Site Reliability Guardian objective examples
Latest Dynatrace
Use this objective examples as an inspiration for creating your own guardians.
Error log entries
Objective
We want the number of error log entries to be less or equal to 10
, with a warning at 8
.
Indicator
For this, we'll create a query that fetches the log events from your environment with the loglevel
set to ERROR
fetch logs
| summarize countIf(loglevel == "ERROR")
Comparison operator
Less or equal than (Lower is better
)
Warning and failure thresholds
- Failure:
10
- Warning:
8
Request success rate - log based
Objective
We want the ratio of successful requests to total requests to be greater or equal to 98
with a warning at 99
.
Indicator
For this, we'll use a query that
- fetches some specific log entries and parses them for events indicating requests,
- defines what's the successful response in these entries,
- and measures the success criteria.
fetch logs
| filter endsWith(log.source,"pgi.log")
| parse content, "LD IPADDR:ip ':' LONG:payload SPACE LD 'HTTP_STATUS' SPACE INT:http_status LD (EOL| EOS)"
| fieldsAdd success = toLong(http_status < 400)

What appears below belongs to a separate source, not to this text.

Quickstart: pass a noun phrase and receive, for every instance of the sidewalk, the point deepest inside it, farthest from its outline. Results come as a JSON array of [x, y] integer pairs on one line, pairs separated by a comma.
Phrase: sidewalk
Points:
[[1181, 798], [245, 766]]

| summarize successRate = sum(success)/count() * 100
Comparison operator
Greater or equals than (Higher is better
)
Warning and failure thresholds
- Failure:
98
- Warning:
99
Request failure rate - log based
Objective
We want the ratio of failed requests to total requests to be less or equal to 0.5
with a warning at 1
.
Indicator
For this, we'll use a query that
- fetches some specific log entries and parses them for events indicating requests,
- defines what's the failed request in these entries,
- and measures the failure criteria.
fetch logs
| filter endsWith(log.source,"pgi.log")
| parse content, "LD 'HTTP_STATUS' SPACE INT:http_status LD (EOL| EOS)"
| fieldsAdd failure = toLong(http_status >= 400)
| summarize failureRate = sum(failure)/count() * 100
Comparison operator
Less or equal than (Lower is better
)
Warning and failure thresholds
- Target:
1
- Warning:
0.5